Icemakers have been a pioneer company in the winter test region in Sweden for over 50 years. Today, we are a globally leading winter land and lake track constructor and -operator for automotive testing. Our experience, expertise, and state-of-the-art infrastructure allow us to consistently deliver the optimal track layouts and surfaces on both land and lake ice, always tailored to our clients’ specific requests.
We thought we’d shed some light on our test track construction process – how our winter test tracks are constructed.
The winter test track construction process
Winter test tracks are constructed to provide a location where vehicles can be tested in cold weather conditions. There are several steps involved in constructing a winter test track:
- Identify a suitable location: The first step in test track construction is always to identify a suitable location that meets the necessary requirements of the track and the wishes of our clients.
- Clear the land: Once a location has been identified, the next step is to clear the land and prepare it for construction. This may involve removing any vegetation or debris, grading the land, and compacting the soil.
- Install infrastructure: The next step is to install the necessary infrastructure for the test track. This may include building roads, installing lighting, and setting up any necessary utilities. Depending on the track, it may not always be necessary or possible, such as for lake tracks.
- Create test track surfaces: The final step in constructing a winter test track is to create the various surfaces used for testing. This may involve paving roads, creating off-road surfaces, and installing snow-making equipment.
Overall, the test track construction process is a fairly straightforward process that requires careful planning and attention to detail in order to ensure that the track meets the necessary requirements and can provide reliable test tracks for our clients.
How are test tracks constructed on lakes?
Our test track construction process on lakes is a delicate craft that takes a lot of time, effort, and precision to get right:
- Phase one: The first phase starts mid to late November once the ice is thick enough for snowmobiles, we initiate the marking process.
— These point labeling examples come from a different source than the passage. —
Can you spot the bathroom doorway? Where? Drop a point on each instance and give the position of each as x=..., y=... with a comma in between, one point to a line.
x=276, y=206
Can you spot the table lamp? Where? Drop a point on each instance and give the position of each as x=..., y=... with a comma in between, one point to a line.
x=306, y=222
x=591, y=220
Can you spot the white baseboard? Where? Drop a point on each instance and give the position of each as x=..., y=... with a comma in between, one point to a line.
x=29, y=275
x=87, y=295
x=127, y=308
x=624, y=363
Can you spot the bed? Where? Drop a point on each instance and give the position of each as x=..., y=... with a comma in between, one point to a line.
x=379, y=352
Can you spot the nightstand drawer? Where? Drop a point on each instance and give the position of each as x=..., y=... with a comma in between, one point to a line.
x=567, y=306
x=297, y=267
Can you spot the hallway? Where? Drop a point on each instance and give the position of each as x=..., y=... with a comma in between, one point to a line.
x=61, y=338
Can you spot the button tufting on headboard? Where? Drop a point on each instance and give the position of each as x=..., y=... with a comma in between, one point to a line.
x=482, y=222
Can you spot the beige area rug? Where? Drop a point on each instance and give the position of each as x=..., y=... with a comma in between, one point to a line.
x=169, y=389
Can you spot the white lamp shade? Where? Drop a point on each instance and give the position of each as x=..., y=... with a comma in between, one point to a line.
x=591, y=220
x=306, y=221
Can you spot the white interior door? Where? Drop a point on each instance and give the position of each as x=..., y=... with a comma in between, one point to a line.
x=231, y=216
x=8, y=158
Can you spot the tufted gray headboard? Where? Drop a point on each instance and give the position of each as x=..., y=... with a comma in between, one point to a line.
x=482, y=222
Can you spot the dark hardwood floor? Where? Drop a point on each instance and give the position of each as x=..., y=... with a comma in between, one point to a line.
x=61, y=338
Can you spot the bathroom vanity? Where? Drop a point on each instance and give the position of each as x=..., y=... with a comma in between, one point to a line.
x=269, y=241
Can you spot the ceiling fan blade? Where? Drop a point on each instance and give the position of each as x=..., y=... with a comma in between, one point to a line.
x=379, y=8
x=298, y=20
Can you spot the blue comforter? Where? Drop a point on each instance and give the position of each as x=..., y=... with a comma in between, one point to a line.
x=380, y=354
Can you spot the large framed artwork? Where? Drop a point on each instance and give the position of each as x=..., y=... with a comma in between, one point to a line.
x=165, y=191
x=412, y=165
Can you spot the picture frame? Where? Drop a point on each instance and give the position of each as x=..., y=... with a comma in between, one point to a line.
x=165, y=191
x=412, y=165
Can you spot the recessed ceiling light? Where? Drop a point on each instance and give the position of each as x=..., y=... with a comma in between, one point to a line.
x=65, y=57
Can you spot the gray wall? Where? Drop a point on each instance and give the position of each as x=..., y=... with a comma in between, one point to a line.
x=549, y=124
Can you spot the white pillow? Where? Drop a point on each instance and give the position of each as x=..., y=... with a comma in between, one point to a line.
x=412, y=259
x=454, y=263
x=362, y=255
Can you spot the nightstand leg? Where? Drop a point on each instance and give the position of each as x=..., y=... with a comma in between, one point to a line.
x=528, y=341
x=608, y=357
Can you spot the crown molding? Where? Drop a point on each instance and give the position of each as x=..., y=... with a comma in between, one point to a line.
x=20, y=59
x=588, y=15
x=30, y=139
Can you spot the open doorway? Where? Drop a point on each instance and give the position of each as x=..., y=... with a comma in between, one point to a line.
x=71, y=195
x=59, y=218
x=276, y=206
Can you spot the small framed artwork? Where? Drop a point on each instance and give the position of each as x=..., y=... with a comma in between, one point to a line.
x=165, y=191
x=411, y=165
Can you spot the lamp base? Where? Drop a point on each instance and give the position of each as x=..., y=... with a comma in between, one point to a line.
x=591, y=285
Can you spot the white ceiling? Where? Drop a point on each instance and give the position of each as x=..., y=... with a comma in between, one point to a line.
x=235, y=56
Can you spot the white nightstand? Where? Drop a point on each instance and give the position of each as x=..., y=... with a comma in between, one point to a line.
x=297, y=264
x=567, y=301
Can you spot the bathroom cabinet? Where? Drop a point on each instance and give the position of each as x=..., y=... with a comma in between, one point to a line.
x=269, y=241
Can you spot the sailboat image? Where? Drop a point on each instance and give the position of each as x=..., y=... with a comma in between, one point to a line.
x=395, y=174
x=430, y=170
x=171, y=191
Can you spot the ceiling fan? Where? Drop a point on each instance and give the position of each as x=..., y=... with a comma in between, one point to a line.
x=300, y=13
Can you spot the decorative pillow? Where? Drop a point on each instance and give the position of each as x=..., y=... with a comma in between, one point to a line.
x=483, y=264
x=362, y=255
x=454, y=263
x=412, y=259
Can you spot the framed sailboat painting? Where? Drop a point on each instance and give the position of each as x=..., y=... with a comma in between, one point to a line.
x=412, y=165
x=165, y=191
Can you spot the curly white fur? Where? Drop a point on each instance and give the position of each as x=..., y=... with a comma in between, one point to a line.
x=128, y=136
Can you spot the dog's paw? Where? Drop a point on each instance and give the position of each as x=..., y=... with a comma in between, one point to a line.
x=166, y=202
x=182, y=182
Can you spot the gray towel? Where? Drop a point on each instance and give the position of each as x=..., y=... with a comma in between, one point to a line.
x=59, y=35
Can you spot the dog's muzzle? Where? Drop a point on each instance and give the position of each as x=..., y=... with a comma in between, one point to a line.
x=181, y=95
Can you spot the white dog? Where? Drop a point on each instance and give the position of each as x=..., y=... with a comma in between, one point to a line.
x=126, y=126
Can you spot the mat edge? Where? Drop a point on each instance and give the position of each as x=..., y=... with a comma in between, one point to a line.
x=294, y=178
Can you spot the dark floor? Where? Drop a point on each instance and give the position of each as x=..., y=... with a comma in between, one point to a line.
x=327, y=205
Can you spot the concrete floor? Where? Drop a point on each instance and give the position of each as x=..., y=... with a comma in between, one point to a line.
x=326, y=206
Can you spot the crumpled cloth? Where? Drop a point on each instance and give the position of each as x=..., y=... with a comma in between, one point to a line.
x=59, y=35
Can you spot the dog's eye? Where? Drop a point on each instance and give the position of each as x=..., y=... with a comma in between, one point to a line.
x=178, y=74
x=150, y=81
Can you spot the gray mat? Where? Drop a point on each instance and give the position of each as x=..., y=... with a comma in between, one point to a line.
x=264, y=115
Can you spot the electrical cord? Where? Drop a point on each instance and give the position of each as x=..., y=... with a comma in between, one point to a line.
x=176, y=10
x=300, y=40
We mark the tracks with the help of GPS and plow sticks made from willow rather than plastic to avoid polluting our lakes and shores.
- Phase two: Once the first snowfall occurs, we enter the second phase. The fresh and featherlike snow is a good insulator against freezing temperatures. Therefore, it needs to be packed together for the ice to grow. To reduce the insulation layer and speed up the freezing process snowmobiles and snow rollers are used to pack the snow.
- Phase three: The third phase starts once the ice is thick enough to withstand our smallest machines with snow blowers. This usually occurs somewhere between late December and early January. As the thickness of the ice grows, we can start bringing heavier machines and equipment onto the lake ice.
Icemakers’ priority #1 – Safety
To ensure the thickness of the ice we use a sonar radar for measurement. This is done regularly to eliminate the risks of going out on thin ice, ensuring a safe environment for you and our staff. The ice surface itself can be prepared in numerous ways, using different equipment and techniques. In addition, the large toolkit at our disposal, including a versatile collection of machinery, equipment, and know-how, allows us to create tailor-made testing surfaces suited to the specific needs of our clients.